SRINAGAR: The Jammu and Kashmir government’s tax holiday along with a gamut of rebates for setting up industrial units in the union territory has started getting in industrial units from the bordering Punjab state to the Jammu division.
Scores of local Punjab-based industrial units have started shifting base to Jammu for availing benefits under the New Central Sector Scheme for Industrial Development of the UT of Jammu and Kashmir, the Tribune reported.
The Punjabi industrialists blame the successive state governments along with the incumbent Aam Aadmi Party government for not coming up with industry-oriented schemes which now the Jammu and Kashmir’s current administration has done for attracting investment.
Pankaj Mehra, director, Mehra Wax Products Private Limited, has already started constructing his new unit in Ghati industrial area in the Jammu division’s Kathua district.
Mehra got the land at Rs 600 per square yard in Kathua which he says is “unimaginable” to get anywhere in Punjab.

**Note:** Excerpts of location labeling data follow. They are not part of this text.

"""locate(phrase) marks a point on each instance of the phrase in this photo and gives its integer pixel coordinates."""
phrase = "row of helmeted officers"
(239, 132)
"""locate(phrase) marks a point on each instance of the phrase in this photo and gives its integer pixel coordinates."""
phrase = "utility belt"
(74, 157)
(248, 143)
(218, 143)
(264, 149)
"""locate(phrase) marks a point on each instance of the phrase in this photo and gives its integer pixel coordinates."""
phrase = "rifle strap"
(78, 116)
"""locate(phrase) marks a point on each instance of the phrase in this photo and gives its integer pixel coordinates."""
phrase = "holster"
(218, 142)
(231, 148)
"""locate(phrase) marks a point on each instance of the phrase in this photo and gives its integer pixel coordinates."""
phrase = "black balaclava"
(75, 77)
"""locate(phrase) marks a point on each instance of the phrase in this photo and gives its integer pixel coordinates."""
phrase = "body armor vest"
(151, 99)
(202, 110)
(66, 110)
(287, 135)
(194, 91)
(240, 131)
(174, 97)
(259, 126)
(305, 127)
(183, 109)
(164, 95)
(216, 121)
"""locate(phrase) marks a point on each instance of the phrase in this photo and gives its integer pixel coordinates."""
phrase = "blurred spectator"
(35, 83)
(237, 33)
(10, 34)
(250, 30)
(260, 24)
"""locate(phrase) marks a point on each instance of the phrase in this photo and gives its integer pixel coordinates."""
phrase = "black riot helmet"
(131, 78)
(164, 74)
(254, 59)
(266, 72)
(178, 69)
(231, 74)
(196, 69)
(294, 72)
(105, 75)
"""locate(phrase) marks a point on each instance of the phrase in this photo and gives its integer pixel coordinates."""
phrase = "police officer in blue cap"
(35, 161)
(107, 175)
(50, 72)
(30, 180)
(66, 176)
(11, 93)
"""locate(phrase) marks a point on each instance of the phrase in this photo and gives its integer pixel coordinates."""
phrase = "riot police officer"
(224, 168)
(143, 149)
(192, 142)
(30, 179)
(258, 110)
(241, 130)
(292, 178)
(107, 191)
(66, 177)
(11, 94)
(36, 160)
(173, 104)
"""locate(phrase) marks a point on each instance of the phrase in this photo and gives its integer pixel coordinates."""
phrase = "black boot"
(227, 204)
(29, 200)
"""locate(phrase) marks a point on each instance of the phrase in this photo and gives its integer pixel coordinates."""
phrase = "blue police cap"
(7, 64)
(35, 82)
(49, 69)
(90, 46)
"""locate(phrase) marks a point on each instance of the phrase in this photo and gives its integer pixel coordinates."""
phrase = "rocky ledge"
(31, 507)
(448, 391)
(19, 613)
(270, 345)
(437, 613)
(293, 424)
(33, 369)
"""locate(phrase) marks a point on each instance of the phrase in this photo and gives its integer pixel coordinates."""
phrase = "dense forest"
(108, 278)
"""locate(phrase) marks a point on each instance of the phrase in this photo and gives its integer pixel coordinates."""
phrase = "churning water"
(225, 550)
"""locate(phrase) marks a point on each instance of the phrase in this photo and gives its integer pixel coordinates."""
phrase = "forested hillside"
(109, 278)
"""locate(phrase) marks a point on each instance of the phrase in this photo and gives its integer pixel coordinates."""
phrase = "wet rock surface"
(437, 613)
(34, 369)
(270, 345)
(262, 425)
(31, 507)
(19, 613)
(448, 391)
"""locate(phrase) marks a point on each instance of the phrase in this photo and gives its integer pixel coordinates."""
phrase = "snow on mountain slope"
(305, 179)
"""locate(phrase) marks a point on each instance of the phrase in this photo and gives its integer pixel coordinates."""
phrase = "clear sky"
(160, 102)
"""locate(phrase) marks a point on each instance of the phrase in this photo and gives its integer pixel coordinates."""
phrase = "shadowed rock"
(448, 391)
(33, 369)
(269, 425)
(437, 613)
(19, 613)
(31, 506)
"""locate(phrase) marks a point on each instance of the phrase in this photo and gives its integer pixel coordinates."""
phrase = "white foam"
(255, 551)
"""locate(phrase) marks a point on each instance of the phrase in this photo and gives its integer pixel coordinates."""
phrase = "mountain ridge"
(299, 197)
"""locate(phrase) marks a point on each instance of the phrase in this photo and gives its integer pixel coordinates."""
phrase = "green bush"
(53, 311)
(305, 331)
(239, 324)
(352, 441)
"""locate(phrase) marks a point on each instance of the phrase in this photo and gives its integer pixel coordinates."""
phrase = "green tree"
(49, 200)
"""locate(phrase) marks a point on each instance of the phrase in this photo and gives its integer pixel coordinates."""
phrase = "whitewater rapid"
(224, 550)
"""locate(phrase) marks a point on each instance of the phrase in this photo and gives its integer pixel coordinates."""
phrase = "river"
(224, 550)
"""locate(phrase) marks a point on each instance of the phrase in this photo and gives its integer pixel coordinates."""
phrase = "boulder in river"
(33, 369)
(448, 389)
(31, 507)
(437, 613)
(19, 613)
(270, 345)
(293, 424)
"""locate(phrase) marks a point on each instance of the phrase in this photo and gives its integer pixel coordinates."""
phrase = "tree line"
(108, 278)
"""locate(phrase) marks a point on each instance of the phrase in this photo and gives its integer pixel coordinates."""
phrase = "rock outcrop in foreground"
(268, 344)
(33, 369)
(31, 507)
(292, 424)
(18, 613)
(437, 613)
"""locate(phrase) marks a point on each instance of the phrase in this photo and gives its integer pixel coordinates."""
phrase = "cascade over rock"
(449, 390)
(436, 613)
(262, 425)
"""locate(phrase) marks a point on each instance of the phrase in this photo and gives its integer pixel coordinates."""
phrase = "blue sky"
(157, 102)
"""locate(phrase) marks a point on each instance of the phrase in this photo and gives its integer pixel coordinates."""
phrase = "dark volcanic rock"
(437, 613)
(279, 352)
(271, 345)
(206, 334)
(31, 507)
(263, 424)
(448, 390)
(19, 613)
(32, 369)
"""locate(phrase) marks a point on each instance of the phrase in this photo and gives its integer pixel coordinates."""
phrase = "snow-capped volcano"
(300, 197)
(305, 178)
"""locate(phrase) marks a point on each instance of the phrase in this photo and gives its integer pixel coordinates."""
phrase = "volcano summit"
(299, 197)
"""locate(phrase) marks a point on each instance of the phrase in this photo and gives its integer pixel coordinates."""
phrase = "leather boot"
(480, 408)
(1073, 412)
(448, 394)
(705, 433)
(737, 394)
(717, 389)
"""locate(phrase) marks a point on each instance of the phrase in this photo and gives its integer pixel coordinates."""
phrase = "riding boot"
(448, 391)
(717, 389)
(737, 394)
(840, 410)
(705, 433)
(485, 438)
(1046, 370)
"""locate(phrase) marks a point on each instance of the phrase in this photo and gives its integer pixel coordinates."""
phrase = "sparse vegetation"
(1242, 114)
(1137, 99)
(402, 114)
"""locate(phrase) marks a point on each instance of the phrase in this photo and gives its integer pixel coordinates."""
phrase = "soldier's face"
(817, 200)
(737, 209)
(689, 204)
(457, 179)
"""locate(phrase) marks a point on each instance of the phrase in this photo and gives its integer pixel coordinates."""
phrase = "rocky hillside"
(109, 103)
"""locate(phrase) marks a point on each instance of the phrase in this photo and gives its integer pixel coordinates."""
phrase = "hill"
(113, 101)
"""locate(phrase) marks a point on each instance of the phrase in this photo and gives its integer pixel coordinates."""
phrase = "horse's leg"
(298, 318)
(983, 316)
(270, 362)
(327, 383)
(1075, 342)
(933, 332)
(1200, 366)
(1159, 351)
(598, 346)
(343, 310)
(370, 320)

Mehra’s wax manufacturing unit would have to pay no GST for 10 years, a 30 per cent refund on capital subsidy, power supply at Rs 4 per unit, and many other financial benefits.
Mehra said that many other units in different sectors were moving from Punjab to Kathua leading to a shortage of rental houses in the area.
Piara Lal Seth, president of the Punjab Pradesh Beopar Mandal (PPBM), said despite repeated requests to successive governments to create a land bank for the industrialists to provide them plots at moderate rates besides minimum power tariff and incentives to border areas, nothing was done.
He said the Union government was providing four types of hand-holdings which include capital investment incentive, capital interest subvention, goods, and services tax-linked incentive, and working capital interest subvention to industries in Jammu and Kashmir.
Seth opines that the Jammu and Kashmir government’s goal to attract capital investments in the area to the tune of Rs 28,400 crore by 2037 is likely to be met soon.